The journey to a fully programmatic landscape starts with workflow. This is the low-hanging fruit, but it’s the necessary first step. Advertising technology innovation has built a solid foundation for display and has now moved on to video and mobile, which are both more complex formats. Building programmatic TV and out-of-home capabilities on top of these existing tech stacks requires new innovation from experienced programmatic teams that have the vision to bridge these channels.
Comcast’s Acquisition of Freewheel
Comcast’s acquisition of Freewheel is one example. The media company undoubtedly sees some value in online video advertising, but the real value in Freewheel’s team lies in the fact that they are already thinking about programmatic TV and can now build those systems within a conglomerate like Comcast.
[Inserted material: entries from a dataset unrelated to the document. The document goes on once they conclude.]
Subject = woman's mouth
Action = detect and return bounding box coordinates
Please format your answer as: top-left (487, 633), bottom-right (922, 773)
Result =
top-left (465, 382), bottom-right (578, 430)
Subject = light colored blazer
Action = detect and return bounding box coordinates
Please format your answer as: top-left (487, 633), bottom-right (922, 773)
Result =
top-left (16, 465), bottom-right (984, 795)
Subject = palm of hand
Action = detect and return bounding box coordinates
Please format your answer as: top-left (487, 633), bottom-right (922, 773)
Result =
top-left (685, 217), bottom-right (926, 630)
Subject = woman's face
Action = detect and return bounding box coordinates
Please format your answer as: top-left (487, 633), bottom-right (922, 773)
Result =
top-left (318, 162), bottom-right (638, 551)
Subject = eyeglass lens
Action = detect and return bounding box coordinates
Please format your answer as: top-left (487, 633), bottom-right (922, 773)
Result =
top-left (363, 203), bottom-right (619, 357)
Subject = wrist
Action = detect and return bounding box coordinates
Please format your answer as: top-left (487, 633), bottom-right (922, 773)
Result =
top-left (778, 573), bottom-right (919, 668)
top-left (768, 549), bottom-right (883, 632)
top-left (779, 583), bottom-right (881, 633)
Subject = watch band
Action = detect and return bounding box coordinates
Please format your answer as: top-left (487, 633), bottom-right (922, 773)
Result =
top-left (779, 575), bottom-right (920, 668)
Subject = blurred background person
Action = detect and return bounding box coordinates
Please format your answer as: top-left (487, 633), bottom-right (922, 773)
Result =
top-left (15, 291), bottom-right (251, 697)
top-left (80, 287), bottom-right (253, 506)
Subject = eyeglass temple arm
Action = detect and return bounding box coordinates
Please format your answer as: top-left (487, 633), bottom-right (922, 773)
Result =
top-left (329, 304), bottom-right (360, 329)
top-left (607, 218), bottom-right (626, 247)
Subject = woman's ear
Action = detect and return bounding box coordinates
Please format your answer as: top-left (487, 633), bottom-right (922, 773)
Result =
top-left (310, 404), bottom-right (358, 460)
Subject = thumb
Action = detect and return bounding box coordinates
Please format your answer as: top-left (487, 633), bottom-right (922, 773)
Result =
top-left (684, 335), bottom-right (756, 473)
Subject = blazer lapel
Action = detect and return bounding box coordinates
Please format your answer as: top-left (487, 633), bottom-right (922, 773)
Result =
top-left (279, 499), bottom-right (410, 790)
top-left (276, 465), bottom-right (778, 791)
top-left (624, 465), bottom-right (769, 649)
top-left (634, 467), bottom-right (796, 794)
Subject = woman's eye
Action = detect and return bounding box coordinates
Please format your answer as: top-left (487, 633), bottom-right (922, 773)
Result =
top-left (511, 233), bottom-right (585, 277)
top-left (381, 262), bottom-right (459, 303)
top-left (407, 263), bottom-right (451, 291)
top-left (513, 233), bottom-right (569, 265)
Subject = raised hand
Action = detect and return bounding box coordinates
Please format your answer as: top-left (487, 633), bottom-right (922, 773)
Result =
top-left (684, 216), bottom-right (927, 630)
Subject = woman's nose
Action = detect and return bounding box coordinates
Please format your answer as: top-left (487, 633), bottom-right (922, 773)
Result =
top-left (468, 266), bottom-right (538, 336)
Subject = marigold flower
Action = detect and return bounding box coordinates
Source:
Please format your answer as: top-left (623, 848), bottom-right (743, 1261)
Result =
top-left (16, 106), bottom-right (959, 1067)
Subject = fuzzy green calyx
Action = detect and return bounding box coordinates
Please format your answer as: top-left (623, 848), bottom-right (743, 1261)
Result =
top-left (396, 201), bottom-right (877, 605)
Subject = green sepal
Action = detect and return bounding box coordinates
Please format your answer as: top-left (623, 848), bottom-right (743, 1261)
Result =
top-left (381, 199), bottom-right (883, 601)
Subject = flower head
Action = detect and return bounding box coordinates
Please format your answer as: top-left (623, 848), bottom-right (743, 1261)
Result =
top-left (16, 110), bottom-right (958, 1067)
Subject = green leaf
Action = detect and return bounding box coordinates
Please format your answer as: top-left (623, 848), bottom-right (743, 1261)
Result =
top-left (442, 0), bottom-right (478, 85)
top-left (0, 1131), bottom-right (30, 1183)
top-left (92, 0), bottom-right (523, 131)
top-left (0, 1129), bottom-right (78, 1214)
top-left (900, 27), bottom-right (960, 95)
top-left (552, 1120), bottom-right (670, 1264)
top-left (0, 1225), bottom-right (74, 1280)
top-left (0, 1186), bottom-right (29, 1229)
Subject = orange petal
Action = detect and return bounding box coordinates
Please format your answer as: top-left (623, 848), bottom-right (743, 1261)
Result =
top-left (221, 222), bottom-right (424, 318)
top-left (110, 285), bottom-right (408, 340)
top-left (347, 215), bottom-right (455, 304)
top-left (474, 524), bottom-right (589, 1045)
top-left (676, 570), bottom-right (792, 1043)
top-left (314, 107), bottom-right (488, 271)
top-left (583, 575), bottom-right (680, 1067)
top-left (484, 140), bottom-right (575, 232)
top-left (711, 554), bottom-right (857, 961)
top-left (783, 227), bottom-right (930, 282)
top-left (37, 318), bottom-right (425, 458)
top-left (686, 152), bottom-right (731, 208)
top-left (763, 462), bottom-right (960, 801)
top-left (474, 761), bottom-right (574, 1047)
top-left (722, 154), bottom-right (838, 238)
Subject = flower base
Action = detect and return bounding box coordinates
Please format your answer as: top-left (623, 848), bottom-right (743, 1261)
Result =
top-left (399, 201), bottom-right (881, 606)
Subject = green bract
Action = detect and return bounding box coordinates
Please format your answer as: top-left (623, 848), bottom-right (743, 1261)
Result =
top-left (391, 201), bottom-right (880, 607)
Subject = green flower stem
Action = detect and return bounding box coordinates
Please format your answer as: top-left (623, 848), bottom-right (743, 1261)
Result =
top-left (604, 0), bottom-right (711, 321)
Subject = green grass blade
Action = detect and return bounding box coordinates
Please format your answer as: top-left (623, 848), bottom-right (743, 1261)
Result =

With that infrastructure in place, we’ll see a rise of super platforms that can identify a consumer across multiple devices and provide advertisers with full funnel attribution models. Like Comcast, Verizon may have a big opportunity here as one of the players that can connect the dots between TV, mobile and the desktop Internet.
Realizing this vision of advertiser utopia will take a lot of acquisition and investment, and marketers will only seriously consider shifting more of their advertising budgets to programmatic channels with these cross-channel pieces in place. Even then, there needs to be a clear benefit in order to drive the change in advertisers buying behaviors. Brands are under increased internal scrutiny. In an era of increased transparency and efficiency, they want more for less. In short, they want less waste. Even though programmatic’s promise is all about efficiency, big budgets aren’t rapidly shifting to more data-driven digital advertising channels just yet, which means marketers don’t feel that technology has matured enough and earned the trust of brands.
Transparency is a huge factor that will tip the scales in this shift. TV doesn’t have the fraud questions currently plaguing online video, but it’s more difficult to get the same performance transparency. Brands know how many of their ads are viewable online, but don’t have that kind of visibility into TV, and certainly not with detailed audience data. The cable operators and TV manufacturers have access to some of this very specific audience data today, but they haven’t unlocked that intelligence for hypertargeting similar to what’s available to digitial advertisers. That data will change how advertisers approach TV and programmatic, and it’s likely to inspire advertisers to slowly abandon ratings points and increase their investment in more granular TV audience data.
The future is bright but there are still too many important pieces missing, which is why 2016 will remain a year of investment, acquisition, plumbing and workflow. There will continue to be lots of moves, possibly including some broadcast companies embracing their future as technology companies, but the budget tipping point is still a ways off.